This thread has been locked.

If you have a related question, please click the "Ask a related question" button in the top right corner. The newly created question will be automatically linked to this question.

OMAP3530 lock up problem

We are having a problem with our device - a VoIP desk phone based on OMAP 3530.  We are running TI's Android 2.3 ver 1 (Linux 2.6.32) from the Rowboat project.
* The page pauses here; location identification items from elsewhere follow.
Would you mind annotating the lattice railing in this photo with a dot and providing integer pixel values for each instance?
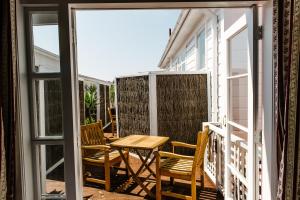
(215, 164)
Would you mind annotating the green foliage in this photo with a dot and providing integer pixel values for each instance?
(91, 101)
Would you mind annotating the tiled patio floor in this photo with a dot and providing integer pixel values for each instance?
(123, 189)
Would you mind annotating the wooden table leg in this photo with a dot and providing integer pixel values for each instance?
(145, 163)
(135, 175)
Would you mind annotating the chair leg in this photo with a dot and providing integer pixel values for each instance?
(158, 178)
(107, 176)
(158, 187)
(83, 174)
(194, 191)
(171, 181)
(127, 158)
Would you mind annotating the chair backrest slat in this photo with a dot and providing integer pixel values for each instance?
(202, 140)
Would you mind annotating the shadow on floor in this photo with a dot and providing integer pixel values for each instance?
(122, 185)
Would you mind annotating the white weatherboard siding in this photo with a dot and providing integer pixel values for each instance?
(188, 57)
(46, 61)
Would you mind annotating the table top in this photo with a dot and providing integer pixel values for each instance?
(140, 142)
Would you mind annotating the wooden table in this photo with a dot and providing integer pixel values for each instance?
(136, 143)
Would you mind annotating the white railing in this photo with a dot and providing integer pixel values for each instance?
(215, 163)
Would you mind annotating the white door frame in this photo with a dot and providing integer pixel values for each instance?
(245, 21)
(70, 78)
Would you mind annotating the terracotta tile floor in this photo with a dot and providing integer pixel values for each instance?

Out of the blue, the OMAP will simply lock up.  By "lock up", I mean that it will stop executing instructions, stop responding to JTAG.  Here are some salient features of the lock up failure:

  1. No messages are written to serial console, no kernel panic, nothing.  The serial port is completely unresponsive.  One cannot use sysreq to send commands to the kernel.

  2. We are unable to use the JTAG interface to halt the processor.  We are using TI Code Composer with a Blackhawk XDS100v2 JTAG emulator to access the JTAG interface.  Prior to the failure it is possible to halt the processor and look at registers, and then restart the processor.  Once the failure happens we get this message connecting to the target:

    Trouble Halting Target CPU:
    Error 0x80001820/-2062
    Fatal Error during: Execution, Timeout, Target,
    Cannot halt the processor


  3. The display remains frozen with the screen is lit up and showing whatever was on it when the failure happened, in other words phone's DRAM (framebuffer) is alive.

  4. No process is now running in LinuxWe have a very simple program that writes a "0" to /dev/watchdog every 30 seconds.  The purpose of this program is to reboot the phone after the lockup.  On lockup, the process doesn't run anymore, and eventually OMAP's Watchdog Timer triggers a Reset.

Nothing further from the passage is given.